Większość kierowców w przypadku awarii pojazdu, załamuje ręce i niechętnie dzwoni po pomoc drogową. Dlaczego? Nie chodzi tutaj wyłącznie o kwestię finansową. Oczywistą sprawą jest, że firmy zajmujące się usługami w takich przypadkach, nie należą do najtańszych, jednak nie to przygnębia kierowców najczęściej.
Tym, co jest dla nich sprawą najbardziej nieprzyjemną, jest konieczność przerwania podróży, być może bez możliwości ukończenia jej w planowanym czasie. Wszystko, dlatego że niewielu kierowców zdaje sobie sprawę, że pomoc drogowa to nie wyłącznie: laweta i holowanie.

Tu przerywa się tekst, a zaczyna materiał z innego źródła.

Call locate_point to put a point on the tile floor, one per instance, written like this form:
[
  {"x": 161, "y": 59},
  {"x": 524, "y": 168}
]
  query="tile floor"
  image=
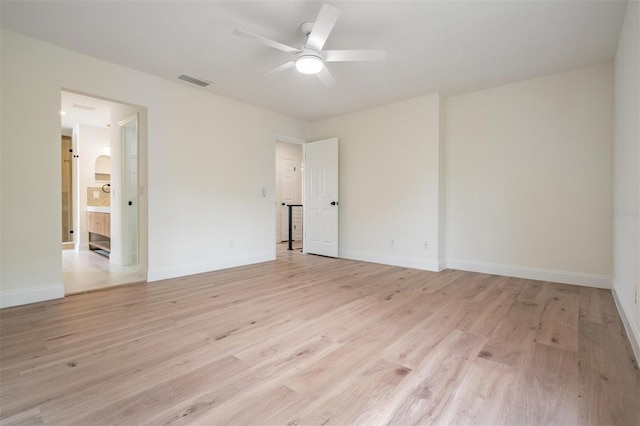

Większość firm oferujących auto pomoc na drodze stara się możliwie uszczęśliwić klientów, a to wiąże się z jak najszybszym przywróceniem sprawności pojazdowi kierowcy. Niektóre, więc naprawy, które nie wymagają specjalistycznej diagnostyki, dokonywane są na miejscu zdarzenia. Umożliwia to możliwie szybką kontynuację podróży. Niektóre firmy reklamują się, chwaląc odsetkiem napraw dokonanych w miejscu pojawienia się usterki.
Część przedsiębiorstw decyduje się na inny rodzaj uszczęśliwienia pracodawców i udostępnia im samochód zastępczy. Jest to, oczywiście, dosyć kosztowny luksus, niemniej, jeżeli zależy nam na natychmiastowym powrocie do jazdy, to możemy określić to rozwiązanie mianem idealnego. Takie rozwiązanie problemu usterki dostępne jest również wtedy, gdy wykupimy odpowiednią opcję przy ubezpieczeniu. Może, więc warto zadbać o to zawczasu i nie martwić się o to, „jak poradzę sobie, gdy…”?